Day grew up in the suburbs of London and studied at Croydon School of Art where she became acquainted with the Bauhaus and Swedish modernism. She went on to train as a textile designer at the Royal College of Art in 1937, following which she met her husband, the furniture designer Robin Day, also an RCA alum. To mark a decade since her death on 30th January 2010, and the anniversary of her birth on 5th January 1917, Icon looks back on her life through this selection of salient moments from her career.
Royal College of Art Diploma Show
A screen-printed linen inspired by a Chinese sculpture in the Victoria and Albert Museum was one of the pieces Day exhibited in her RCA Diploma Show in 1940. It featured a tile-like repeated pattern of equine heads that switch direction row by row, alternating with the horses’ bridles. She hand-block printed and screen printed the fabrics and displayed them on a stand designed by her husband, Robin Day, who also designed the accompanying chair, upholstered with her fabric.
Calyx screen-printed furnishing fabric
This ground-breaking fabric, designed as a furnishing textile for Heal’s in 1951, became Day’s most famous work. It created a radical new aesthetic in textile pattern. The irregular web of cups is exemplary of Day’s innovative representation of nature’s shapes and forms. The original colours were yellow, orange, black and white on an olive background. The pattern was screen printed on linen and became so successful that it won the gold medal at the Milan Triennale and the international award of the American Institute of Decorators.
The Festival of Britain
Day exhibited her textiles and wallpapers at the Homes and Gardens Pavilion of the Festival of Britain in 1951, where she collaborated with Cole & Son and John Line & Son. The aesthetic of this work reflected the post-war optimism of the time, with punchy colours and innovative, floating patterns and shapes. Calyx drew the most attention and went on to become a best-seller, outperforming the modest expectations initially set by Heal’s.
Like her husband Robin Day, Lucienne believed in high-volume industrial production as a way to make good design accessible to consumers. She commented that she went into industrial design because she wanted people to ‘have good things at reasonable price.’ In the 1950s and 1960s she created a collection of up to six new designs a year for Heal’s alone. Overall, she went on to provide around 70 patterns for the brand.

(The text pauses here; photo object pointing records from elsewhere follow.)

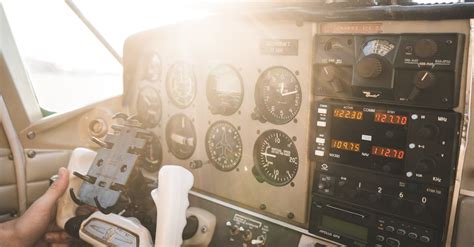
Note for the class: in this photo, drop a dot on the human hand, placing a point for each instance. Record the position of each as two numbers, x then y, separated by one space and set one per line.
31 226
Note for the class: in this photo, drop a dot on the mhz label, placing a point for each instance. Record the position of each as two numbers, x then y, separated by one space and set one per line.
279 47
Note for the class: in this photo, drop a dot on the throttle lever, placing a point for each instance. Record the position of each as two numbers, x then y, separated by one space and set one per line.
171 200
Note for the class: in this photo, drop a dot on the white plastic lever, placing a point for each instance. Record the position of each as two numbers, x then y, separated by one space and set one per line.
171 200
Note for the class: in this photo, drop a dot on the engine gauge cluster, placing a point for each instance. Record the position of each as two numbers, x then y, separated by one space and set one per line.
275 157
181 84
223 145
181 136
278 95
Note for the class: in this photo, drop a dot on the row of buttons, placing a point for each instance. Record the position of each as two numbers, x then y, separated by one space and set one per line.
412 235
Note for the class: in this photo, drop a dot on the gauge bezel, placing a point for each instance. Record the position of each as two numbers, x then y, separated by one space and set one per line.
168 137
208 151
140 112
256 157
171 95
241 81
258 96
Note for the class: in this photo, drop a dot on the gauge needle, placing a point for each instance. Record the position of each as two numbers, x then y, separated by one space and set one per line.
267 154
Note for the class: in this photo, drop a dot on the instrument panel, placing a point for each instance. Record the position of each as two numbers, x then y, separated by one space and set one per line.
280 116
239 125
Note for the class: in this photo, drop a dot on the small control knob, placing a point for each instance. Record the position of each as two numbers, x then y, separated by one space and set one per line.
428 132
328 74
369 67
425 165
247 235
422 80
425 48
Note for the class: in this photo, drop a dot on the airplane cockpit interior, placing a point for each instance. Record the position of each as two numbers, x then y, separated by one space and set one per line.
268 123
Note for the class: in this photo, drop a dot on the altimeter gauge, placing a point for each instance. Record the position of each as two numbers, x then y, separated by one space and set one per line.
278 95
275 158
223 145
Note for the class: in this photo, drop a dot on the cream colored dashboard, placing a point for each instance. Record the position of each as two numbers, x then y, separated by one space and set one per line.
250 47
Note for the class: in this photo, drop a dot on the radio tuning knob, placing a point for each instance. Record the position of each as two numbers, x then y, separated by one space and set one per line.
369 67
328 74
425 165
422 80
425 48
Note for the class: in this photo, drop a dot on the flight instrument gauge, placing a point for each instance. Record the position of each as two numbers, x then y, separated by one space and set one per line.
278 95
181 136
223 145
149 107
224 90
181 84
275 157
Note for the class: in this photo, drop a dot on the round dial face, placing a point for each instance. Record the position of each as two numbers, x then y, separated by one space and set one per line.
149 107
223 145
224 90
278 95
275 157
378 46
181 84
181 136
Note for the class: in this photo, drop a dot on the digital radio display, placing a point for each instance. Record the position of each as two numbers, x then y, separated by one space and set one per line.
345 145
380 117
348 114
388 152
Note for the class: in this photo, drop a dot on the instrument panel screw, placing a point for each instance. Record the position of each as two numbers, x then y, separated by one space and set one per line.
290 215
31 153
31 135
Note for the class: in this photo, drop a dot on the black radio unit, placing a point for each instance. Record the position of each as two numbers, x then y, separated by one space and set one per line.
383 174
406 69
416 145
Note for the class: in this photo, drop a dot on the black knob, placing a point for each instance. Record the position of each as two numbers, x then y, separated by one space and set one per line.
425 48
424 79
428 132
418 209
328 73
369 67
425 165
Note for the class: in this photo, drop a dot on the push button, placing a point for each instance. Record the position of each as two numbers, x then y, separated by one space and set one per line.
425 239
412 235
401 232
380 238
389 228
391 242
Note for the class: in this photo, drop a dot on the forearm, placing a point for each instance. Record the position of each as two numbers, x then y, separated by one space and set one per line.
8 236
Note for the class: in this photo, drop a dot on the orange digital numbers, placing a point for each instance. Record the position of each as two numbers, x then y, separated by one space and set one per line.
345 145
348 114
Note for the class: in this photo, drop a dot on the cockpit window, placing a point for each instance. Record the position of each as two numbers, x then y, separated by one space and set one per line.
67 66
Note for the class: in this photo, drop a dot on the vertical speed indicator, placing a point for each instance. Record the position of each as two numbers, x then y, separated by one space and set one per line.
275 157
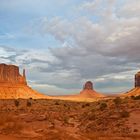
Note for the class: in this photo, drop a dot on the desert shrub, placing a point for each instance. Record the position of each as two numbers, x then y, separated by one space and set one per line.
16 102
136 97
56 103
29 103
124 114
117 101
85 105
103 106
66 120
135 130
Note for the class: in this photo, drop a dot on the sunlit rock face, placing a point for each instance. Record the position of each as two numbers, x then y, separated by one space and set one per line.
89 92
13 85
137 79
88 85
9 74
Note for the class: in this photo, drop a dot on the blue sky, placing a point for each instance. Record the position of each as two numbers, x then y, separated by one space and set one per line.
62 44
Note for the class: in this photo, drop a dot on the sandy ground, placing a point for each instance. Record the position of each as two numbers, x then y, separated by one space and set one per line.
66 120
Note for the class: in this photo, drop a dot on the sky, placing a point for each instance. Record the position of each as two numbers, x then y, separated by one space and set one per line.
64 43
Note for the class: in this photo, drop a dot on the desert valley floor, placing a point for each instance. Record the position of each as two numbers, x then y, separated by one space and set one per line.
33 119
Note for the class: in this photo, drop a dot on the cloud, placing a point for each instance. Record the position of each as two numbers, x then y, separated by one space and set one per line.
93 49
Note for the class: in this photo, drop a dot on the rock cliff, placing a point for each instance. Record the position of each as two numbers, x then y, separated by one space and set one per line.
9 74
89 92
137 79
13 85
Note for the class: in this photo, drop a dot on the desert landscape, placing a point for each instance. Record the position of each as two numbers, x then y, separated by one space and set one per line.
69 69
26 114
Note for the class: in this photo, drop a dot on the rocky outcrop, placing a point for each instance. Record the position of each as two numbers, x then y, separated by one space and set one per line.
13 85
136 90
89 92
9 74
88 85
137 79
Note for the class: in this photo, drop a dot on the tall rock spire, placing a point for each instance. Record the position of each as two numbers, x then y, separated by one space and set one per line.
137 79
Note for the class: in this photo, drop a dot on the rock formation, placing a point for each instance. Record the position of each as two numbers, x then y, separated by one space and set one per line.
89 92
137 79
136 90
13 85
88 85
9 74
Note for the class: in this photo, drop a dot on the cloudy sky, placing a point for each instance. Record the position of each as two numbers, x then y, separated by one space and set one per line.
63 43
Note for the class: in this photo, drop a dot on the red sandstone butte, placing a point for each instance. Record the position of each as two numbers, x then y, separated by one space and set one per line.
89 92
13 85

Calyx remains in production to this day.
John Lewis Partnership
As joint design consultants for the John Lewis Partnership between 1962 and 1987, Lucienne and Robin Day played a key role in overseeing the introduction of a new house style. Much more than just a logo, this wide-ranging corporate identity affected every aspect of visual presentation, from colour schemes in buildings to packaging and price tags, which were codified in a new company design manual.

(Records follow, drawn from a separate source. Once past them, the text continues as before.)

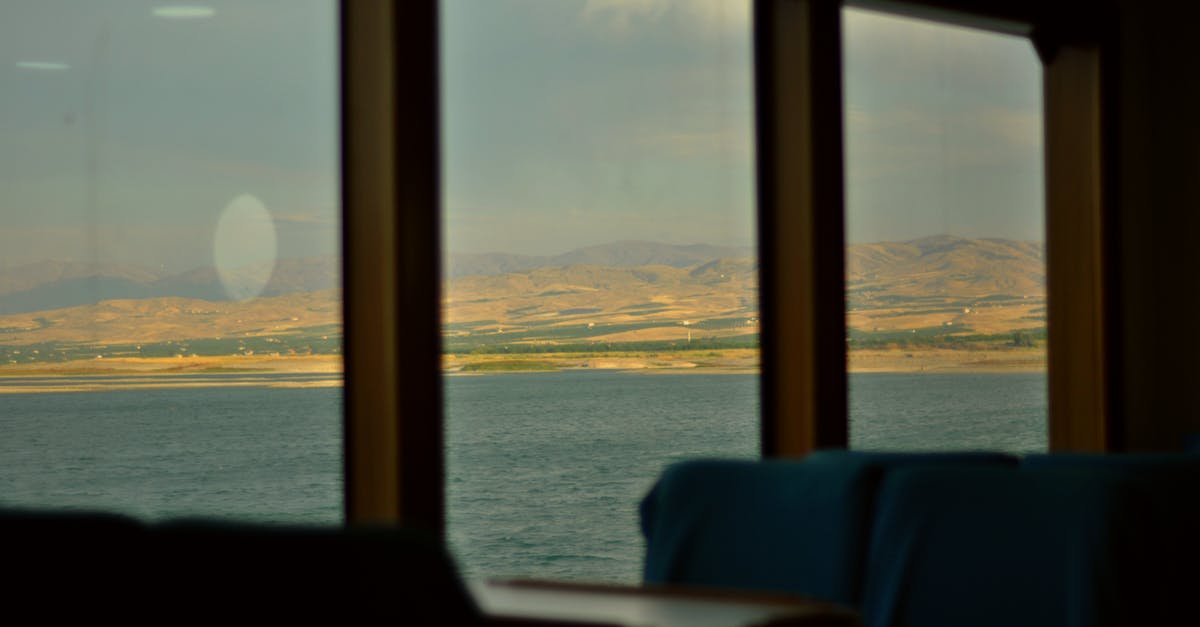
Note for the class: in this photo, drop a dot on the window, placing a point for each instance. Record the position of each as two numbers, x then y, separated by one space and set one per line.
600 296
169 264
945 226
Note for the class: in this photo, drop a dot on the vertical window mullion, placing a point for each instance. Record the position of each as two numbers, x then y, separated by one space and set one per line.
1075 249
390 198
801 214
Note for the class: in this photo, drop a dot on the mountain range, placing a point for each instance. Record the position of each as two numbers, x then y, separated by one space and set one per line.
630 291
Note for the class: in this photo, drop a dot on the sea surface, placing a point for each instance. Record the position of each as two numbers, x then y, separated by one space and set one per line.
544 472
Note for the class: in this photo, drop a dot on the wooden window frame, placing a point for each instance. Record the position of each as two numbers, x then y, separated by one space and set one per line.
390 155
801 205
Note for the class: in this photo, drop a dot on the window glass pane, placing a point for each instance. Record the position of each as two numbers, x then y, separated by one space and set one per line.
945 220
169 260
600 310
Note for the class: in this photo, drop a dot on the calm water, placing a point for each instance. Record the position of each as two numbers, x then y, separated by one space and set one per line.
544 470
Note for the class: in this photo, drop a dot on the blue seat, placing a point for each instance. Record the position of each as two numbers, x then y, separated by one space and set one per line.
787 526
987 547
1167 488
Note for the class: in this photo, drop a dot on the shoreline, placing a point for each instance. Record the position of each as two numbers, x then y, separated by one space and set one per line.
234 370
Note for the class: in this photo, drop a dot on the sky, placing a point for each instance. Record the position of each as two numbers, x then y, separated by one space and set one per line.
132 136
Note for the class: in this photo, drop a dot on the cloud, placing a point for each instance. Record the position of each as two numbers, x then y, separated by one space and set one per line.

The main exception to Day’s commitment to reasonably priced design was the one-off silk mosaic compositions she focused on from the ‘80s onwards, which she described as being ‘more elitist.’ These intricate pieces used an innovative construction technique derived from patchwork, composed of 1cm squares and strips of silk. She justified this work on the basis of ‘staying creative’ and remarked that if she had continued working on printed textiles only, she wouldn’t have been able to deliver as successfully because, as she put it, ‘I was getting bored.’